No.46 蟹殿 洞々

更新日:2025年05月03日

蟹殿洞々肖像画

蟹殿洞々肖像画 井上五川画(あつぎ郷土博物館蔵)

蟹殿洞々は、上荻野村檜谷(ひのきやと)に生まれた俳人です。本名は、高橋市郎兵衛、または伊兵衛とも伝わります。俳号は、最初、陶々(とうとう)と名のり、のちに洞々と改めています。

はじめ、市内猿ヶ島、法師流俳諧の五柏園丈水(じょうすい)の門下でしたが、丈水亡き後は蕉門伊勢風の鴫立庵倉田葛三(かっさん)の門弟となって、鴫立庵系の人々とも親交を結び、春秋庵白雄にも師事しています。また、諸国の俳人とも親交が深く、各地の俳諧興行に参加したり、あるいは判者として名を連ねることもありました。

洞々門下には、田代(愛川町)の柳下亭牛将(大矢常八郎)、中依知の白木庵呉丁(萩原半左衛門)らがおり、文政7年(1824)には、小野村(厚木市)の小瀬邑氏に白羽の俳号授号状を発行したりもしています。
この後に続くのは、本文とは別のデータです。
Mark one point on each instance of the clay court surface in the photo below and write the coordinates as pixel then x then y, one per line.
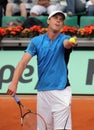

句集は文化13年(1868)の『的申(まともうし)』が知られ、肖像は、天保8年(1837)、同郷の井上五川によって描かれ(「蟹殿洞々画像」88.9×33.8cm、厚木市所蔵)、賛は上荻野松石寺の僧侶国穏道寧の手によります。

没年は天保6年(1835)で、69歳でした。追善句集は、天保11年(1840)、川入村の名望家で名主も務めた豪農(醤油屋)の俳人の五雲井槐堂によって刊行されています。